HELENA WOKE UP with a headache. She was grim at breakfast, the coffee made her feel nauseous, the buzzing of the flies sounded like machine guns. She didn’t want to go to the beach. She didn’t want to do anything. Her morning rest in the sarcophagus dragged on into the afternoon and I tried to tend to her—a cold towel? a glass of water?—but my desire to assist seemed to annoy her and I felt subservient and embarrassed. I hid, like Olga, in my room. On the balcony I watched the boats and the sea. A disquiet bloomed, in my throat, over my skin like a rash, a current in my body; I recognized the feeling but told myself I was mistaken, it was nothing. This was not rejection taking shape.
I went grocery shopping, I made mussels, her favorite. I took my time knocking the shells against the coarse stone edge of the sink, I proceeded slowly, I made my movements small. I lit the lanterns on the table in the garden when dusk fell. Helena drank a glass of white wine with ice in it. Olga took a piece of bread and slid it around the plate with olive oil. A hard, forceful silence I didn’t understand rose from both of them. Olga left the table, she almost hissed, thanks for cooking, as if it were a secret code only she and I knew.
Go to bed, I told Helena. I tried to sound authoritative and merciful. I’ll take care of this. She rubbed her temples, she opened her eyes wide, her mouth was straight and broad, she resembled a death mask. Is it a migraine? No, just the heat, the humidity, nothing in particular. None of your fucking business. She laughed, strained. Kidding. She was just so tired.
She had no energy to talk. I left her in the garden, where she leaned back with her glass of wine, staring at the wall.

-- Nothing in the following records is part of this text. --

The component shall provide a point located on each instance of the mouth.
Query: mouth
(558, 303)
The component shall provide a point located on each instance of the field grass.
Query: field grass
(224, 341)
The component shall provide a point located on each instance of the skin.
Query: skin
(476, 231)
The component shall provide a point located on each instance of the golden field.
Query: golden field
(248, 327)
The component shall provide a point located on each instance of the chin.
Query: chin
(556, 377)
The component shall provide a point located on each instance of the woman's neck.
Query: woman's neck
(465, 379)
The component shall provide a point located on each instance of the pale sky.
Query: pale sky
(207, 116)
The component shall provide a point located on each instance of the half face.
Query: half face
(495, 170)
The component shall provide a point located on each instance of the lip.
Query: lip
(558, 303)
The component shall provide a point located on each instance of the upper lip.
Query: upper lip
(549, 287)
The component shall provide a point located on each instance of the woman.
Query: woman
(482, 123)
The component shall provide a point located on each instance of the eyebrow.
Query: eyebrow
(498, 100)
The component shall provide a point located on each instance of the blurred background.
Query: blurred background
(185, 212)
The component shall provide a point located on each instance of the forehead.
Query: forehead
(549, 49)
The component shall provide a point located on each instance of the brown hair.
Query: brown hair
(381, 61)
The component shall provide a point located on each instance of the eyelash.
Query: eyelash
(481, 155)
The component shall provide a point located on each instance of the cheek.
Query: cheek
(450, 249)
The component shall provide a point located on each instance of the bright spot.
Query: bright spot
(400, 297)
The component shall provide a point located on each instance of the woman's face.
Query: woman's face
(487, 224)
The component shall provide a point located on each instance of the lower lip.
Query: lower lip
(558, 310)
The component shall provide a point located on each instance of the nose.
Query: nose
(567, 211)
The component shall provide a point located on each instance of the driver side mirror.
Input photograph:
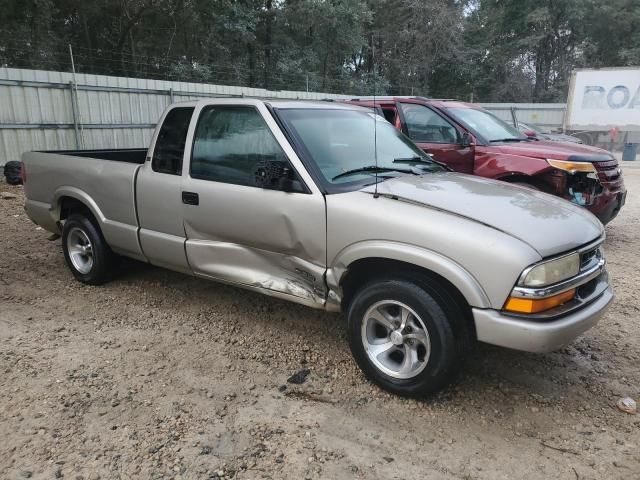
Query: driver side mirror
(467, 140)
(277, 175)
(288, 181)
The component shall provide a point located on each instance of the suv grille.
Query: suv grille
(609, 175)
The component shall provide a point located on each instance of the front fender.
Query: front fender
(468, 286)
(500, 165)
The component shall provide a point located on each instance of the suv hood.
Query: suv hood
(557, 151)
(548, 224)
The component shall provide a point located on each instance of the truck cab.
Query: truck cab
(472, 140)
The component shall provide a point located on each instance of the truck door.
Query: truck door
(241, 227)
(158, 194)
(436, 135)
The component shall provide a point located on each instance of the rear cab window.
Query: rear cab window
(233, 144)
(169, 147)
(426, 126)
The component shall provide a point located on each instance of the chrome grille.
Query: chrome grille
(590, 257)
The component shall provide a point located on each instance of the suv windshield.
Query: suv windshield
(487, 125)
(341, 145)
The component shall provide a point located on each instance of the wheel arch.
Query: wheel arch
(358, 261)
(68, 200)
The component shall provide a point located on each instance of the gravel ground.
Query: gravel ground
(158, 375)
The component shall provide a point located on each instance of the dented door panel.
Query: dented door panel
(256, 237)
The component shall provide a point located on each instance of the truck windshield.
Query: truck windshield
(487, 125)
(342, 147)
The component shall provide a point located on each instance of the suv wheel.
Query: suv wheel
(401, 337)
(87, 254)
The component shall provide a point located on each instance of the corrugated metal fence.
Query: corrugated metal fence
(42, 110)
(549, 115)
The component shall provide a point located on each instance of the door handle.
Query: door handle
(190, 198)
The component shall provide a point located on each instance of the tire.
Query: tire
(417, 359)
(92, 265)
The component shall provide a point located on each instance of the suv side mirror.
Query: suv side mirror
(277, 175)
(467, 140)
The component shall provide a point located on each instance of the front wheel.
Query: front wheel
(402, 339)
(87, 254)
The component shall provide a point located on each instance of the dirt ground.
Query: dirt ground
(158, 375)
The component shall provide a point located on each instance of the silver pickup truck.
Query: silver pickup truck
(329, 206)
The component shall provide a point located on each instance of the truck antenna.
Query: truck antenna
(375, 120)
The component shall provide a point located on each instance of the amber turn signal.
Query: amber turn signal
(536, 305)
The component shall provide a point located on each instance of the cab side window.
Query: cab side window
(169, 148)
(426, 126)
(233, 144)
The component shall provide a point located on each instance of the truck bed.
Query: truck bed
(104, 180)
(126, 155)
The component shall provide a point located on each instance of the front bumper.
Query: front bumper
(608, 204)
(497, 328)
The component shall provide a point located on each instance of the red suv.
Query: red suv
(471, 140)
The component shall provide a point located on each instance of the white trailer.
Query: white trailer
(604, 99)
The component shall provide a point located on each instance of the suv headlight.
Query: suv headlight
(551, 271)
(572, 167)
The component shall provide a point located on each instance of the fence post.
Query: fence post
(75, 115)
(514, 117)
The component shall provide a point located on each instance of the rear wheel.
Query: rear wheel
(402, 338)
(87, 254)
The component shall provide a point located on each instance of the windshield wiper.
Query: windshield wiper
(415, 159)
(372, 168)
(512, 139)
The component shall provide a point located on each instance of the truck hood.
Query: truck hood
(574, 152)
(548, 224)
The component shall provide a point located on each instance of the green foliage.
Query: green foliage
(488, 50)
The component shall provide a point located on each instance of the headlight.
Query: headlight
(572, 167)
(552, 271)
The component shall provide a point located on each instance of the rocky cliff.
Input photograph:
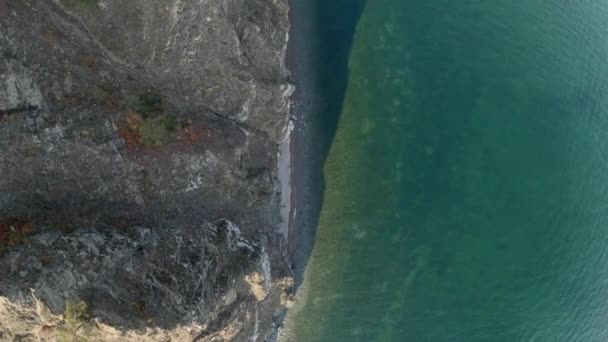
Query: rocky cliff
(139, 198)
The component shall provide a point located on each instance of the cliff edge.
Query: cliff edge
(139, 198)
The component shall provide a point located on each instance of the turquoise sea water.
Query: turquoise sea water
(466, 187)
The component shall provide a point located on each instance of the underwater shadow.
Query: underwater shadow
(321, 41)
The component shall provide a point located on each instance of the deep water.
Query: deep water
(466, 193)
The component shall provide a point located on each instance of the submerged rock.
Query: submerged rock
(138, 191)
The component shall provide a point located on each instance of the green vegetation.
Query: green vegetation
(146, 104)
(170, 122)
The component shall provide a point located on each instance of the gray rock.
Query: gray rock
(135, 136)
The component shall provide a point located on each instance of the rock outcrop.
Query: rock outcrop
(138, 184)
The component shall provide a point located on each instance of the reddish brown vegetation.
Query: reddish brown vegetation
(14, 233)
(128, 129)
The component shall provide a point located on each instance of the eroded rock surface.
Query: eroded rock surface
(138, 153)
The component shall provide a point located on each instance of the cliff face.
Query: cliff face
(138, 154)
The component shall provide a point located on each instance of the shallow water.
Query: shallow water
(465, 188)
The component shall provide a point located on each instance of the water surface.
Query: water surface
(465, 188)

The following morning she woke full of energy. She got up while Olga and I were still sleeping, she’d already been to the ferry office to get a timetable, she’d bought midnight-colored cherries marinated in syrup, you need to try these. A sweetness that burned and stung. Olga stuffed her mouth full and her teeth squeaked as she chewed. You’re real sleepyheads, aren’t you, I’ve been up since—, and the weather was perfect, a bit windy but not too bad, a nice breeze from the sea. She knocked on the timetable with one finger: we should go on an excursion, what do you think. We should go to Delos. It was possible to make it a day-trip, the first ferry to Mykonos, the boat from there, we could be back the same evening. We could stay overnight at Mykonos but that was for later, when it was bearable, when the clubs began to close down for the season, when the tourists had left. Not us. We’ll see, she said. She’d circled the departures with a pencil and the marks had smudged, sooty shadows over the times. Delos, she said, solemnly. She wanted to see Delos again. She wanted to show us. The lions, the columns, the headless human statues. Archaeologists were the only ones allowed to spend the night on the island, she thought it was so romantic, it had been her childhood dream job, archaeologist. She smacked her lips, her teeth almost chattering with excitement. But not today, we weren’t going to do it today. Today she wanted to be alone.
I was glad to see her in such a cheerful mood, it made me relieved, the feeling was almost overwhelming. She wanted to be alone, I could understand that, or rather, I thought to myself: I can understand that she wants to be alone. I didn’t protest. I waited for her to come back.